Le résultat restitue les errements de l’enfance, les phrases sans queue ni tête, l’imagination, les maladresses et la liberté absolue de Nana. Mais l’innocence n’est pas vraiment totale, et le film se démarque d’un enregistrement béat. Dès la première scène, où les éleveurs tuent un cochon (attention, âmes sensibles…) en présence d’enfants, on est saisi par ce geste implacable, nécessaire et indifférent. La figure maternelle est elle aussi incertaine, un peu brusque, puis absente. Nana se retrouve soudain seule dans la maison, et si elle reproduit les gestes d’adultes, inconsciente de la mort autour d’elle, perpétuant le petit monde qui est le sien, on perçoit vite les limites de sa force. Valérie Massadian rappelle brutalement que lorsque le cinéma travaille les plus petites choses, il atteint l’émotion la plus forte, la plus déstabilisante. On ne saurait plus souhaiter la sortie en avril prochain de ce film important (initialement un court métrage mais allongé suite au prolongement de l’expérience entre la cinéaste et l’enfant).

Nana
Le nouveau court métrage de Sophie Letourneur a eu les faveurs d’un public hilare. Le premier long de la réalisatrice, La Vie au ranch, était déjà remarquable mais pouvait finir par épuiser sur la durée : trop hystérique, trop parisiano-parisien. Plus ramassé sur la durée, une trentaine de minutes, Le Marin masqué conserve de la force de frappe du langage de son prédécesseur mais ne lasse jamais. On y suit Sophie Letourneur et Laetitia Goffi, qui jouent toutes deux leur propre rôle, partir en week-end à Quimper, ville natale de Laetitia. Entre virées à la plage, sorties nocturnes à la Chaumière et dîners à la crêperie, resurgit l’image du marin masqué, fixette amoureuse d’adolescence de Laetitia. Les deux jeunes femmes se mettent en quête de le retrouver. Ici encore, Letourneur innove et fait la part belle au son, en offrant une bande sonore entièrement reconstituée en post-synchro. L’effet de décalage produit rend le film souvent hilarant, jouant malicieusement des répétitions et allitérations, soulignant surtout finement la trivialité des conversations des filles, et des nôtres. Parce que Sophie et Laetitia, pour peu qu’on ait passé vingt ans et un peu vécu, c’est nous. Mention spéciale à Johan Libéreau, parfait en hétéro-beauf provincial qui, l’alcool aidant, est prêt à toutes les déclarations d’amour pour parvenir à ses fins.

Le Marin masqué
Enfin, la section "Danse/Cinéma" permettait aux festivaliers de découvrir des films plus ou moins connus liés à l’univers de la danse, qu’il s’agisse de courts, longs métrages de fiction ou de documentaires. Présenté en double programme dans ce cadre, on a donc pris plaisir à revoir Beau Travail de Claire Denis (2000), accompagné du moins connu Les Raboteurs de Cyril Collard. Là où la sélection du Collard est évidente, le film étant chorégraphié par Angelin Preljocaj et mettant en mouvement un tableau de Callebotte, la vision du film de Claire Denis rappelle combien la danse, associée à un ordre militaire où les corps appartiennent à une machine autonome, puissante, guerrière peut être politique ainsi que puissamment érotique.

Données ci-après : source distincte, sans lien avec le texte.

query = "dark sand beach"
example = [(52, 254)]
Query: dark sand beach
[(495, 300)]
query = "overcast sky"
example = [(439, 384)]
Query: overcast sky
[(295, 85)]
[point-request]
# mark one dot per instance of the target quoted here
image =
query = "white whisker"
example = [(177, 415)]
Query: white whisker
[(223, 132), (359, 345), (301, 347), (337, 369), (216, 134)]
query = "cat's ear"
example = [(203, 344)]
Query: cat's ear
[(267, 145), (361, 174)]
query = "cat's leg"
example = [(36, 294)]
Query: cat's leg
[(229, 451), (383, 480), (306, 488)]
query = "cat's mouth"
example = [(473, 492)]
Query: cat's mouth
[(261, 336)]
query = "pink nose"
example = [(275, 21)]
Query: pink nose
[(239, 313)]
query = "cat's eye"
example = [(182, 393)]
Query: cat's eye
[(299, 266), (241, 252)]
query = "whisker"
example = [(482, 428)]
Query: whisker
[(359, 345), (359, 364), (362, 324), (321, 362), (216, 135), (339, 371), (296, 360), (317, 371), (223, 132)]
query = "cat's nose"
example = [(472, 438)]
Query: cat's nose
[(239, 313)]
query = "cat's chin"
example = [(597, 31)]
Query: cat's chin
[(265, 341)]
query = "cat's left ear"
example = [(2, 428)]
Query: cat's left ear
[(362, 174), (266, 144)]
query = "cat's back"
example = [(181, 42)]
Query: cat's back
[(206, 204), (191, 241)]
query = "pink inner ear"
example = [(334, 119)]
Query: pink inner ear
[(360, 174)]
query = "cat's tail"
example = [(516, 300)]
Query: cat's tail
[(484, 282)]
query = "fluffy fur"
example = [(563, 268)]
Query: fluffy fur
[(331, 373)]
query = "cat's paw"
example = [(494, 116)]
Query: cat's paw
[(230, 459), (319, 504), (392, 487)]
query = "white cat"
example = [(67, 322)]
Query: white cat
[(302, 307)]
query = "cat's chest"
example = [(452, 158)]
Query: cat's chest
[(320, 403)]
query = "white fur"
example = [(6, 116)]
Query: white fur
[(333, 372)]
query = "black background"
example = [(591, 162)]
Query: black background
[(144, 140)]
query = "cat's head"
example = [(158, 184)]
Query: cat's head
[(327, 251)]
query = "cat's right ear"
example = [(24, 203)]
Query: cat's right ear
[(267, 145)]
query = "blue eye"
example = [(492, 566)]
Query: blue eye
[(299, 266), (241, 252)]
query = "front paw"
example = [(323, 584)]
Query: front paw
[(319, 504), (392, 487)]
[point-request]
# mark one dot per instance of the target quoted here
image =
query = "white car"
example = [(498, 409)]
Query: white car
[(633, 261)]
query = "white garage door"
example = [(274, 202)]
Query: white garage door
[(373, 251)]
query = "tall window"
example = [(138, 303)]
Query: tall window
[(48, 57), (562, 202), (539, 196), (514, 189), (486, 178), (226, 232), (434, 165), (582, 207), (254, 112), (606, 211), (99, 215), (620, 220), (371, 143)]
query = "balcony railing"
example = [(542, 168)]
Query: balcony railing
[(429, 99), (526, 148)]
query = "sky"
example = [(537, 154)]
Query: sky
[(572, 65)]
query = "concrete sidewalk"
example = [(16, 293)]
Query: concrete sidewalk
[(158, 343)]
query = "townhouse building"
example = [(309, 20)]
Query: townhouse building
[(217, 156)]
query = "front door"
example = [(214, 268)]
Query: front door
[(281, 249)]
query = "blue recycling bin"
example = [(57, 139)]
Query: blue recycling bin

On a également pu voir ou revoir Un jour Pina a demandé, le très beau documentaire de Chantal Akerman issu de la collection “Repères sur la danse moderne”, tourné en 1983 pour Antenne 2. Cinq semaines durant, la cinéaste a suivi Pina Bausch et ses danseurs dans leurs répétitions à Wuppertal, Venise et Avignon. Si, presque trente ans plus tard, on n’apprend plus grand-chose de neuf sur le travail de l’immense chorégraphe, l’acuité d’observation d’Akerman, la manière dont elle filme la danse en longs plans fixes, n’expliquant rien, donnant juste à voir, font du film l’un des plus beaux sur Pina, au moins à égalité avec celui de Wenders. Monté à partir de bouts de répétitions, de brèves interviews des interprètes et d’extraits de cinq spectacles, Un jour Pina… se met tout entier au service de la danse. La caméra tourne mais ne s’impose pas, la parole est donnée au corps et au mouvement seuls. Et aujourd’hui, deux ans après sa mort, il est bouleversant de voir Pina face caméra, dire que, pour le futur, elle espère “beaucoup de force, et d’amour”.